In conclusion, highlight that the KNN, RF, MLP, and CNN algorithms, trained exclusively with historical financial market data, achieve a notable improvement in performance and accuracy in predicting the Aos price compared to the L-S model. The results show the potential of ML to tackle the more complex challenges faced by the financial industry today.

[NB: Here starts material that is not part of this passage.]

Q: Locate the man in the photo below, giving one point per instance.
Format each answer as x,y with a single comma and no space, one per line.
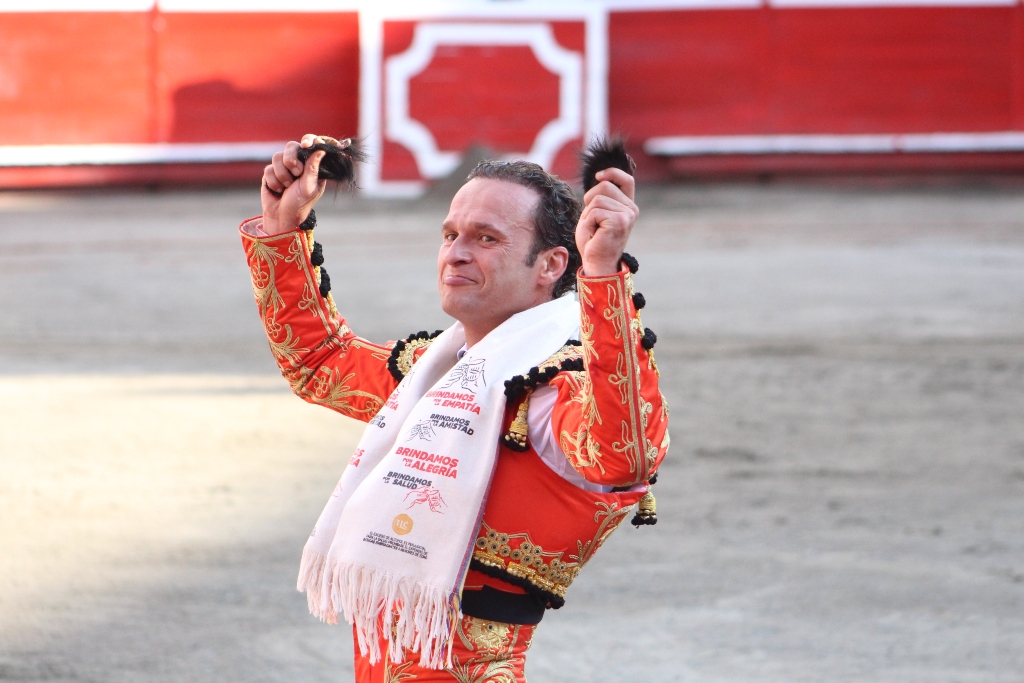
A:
501,453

The L-S model, widely used in the valuation of Aos, shows limitations in capturing the complexity and dynamics of the financial market. This can lead to investment decisions that do not adequately reflect the financial market conditions. In contrast, ML algorithms, when trained with large amounts of historical data and using advanced techniques, can significantly improve the accuracy of predictions for the value of Aos.
Despite the remarkable advances achieved with these ML models, it is important to recognize that challenges and limitations still need to be addressed. Although the predictive values of the ML algorithms used in this work show a lower RMSE compared to the L-S model, implementing more sophisticated techniques is required to reduce it further. Accurate prediction is of great relevance in the context of Aos, where errors can have significant consequences, such as financial losses, arbitrage opportunities, impacts on investment strategies, and increased volatility in the financial market.
Moreover, it is worth noting that while the ML algorithms used have been shown to predict better than the L-S model, further research is needed to determine whether they achieve superior results compared to hybrid models, which have been applied by various authors in recent years.
Finally, this ML approach to price Aos faces the inability to derive hedging strategies and optimal exercise conditions. To address these gaps and enhance the ML models' practical relevance, future efforts could explore integrating deep reinforcement learning to identify optimal exercise policies or developing hybrid models that combine ML with traditional financial frameworks.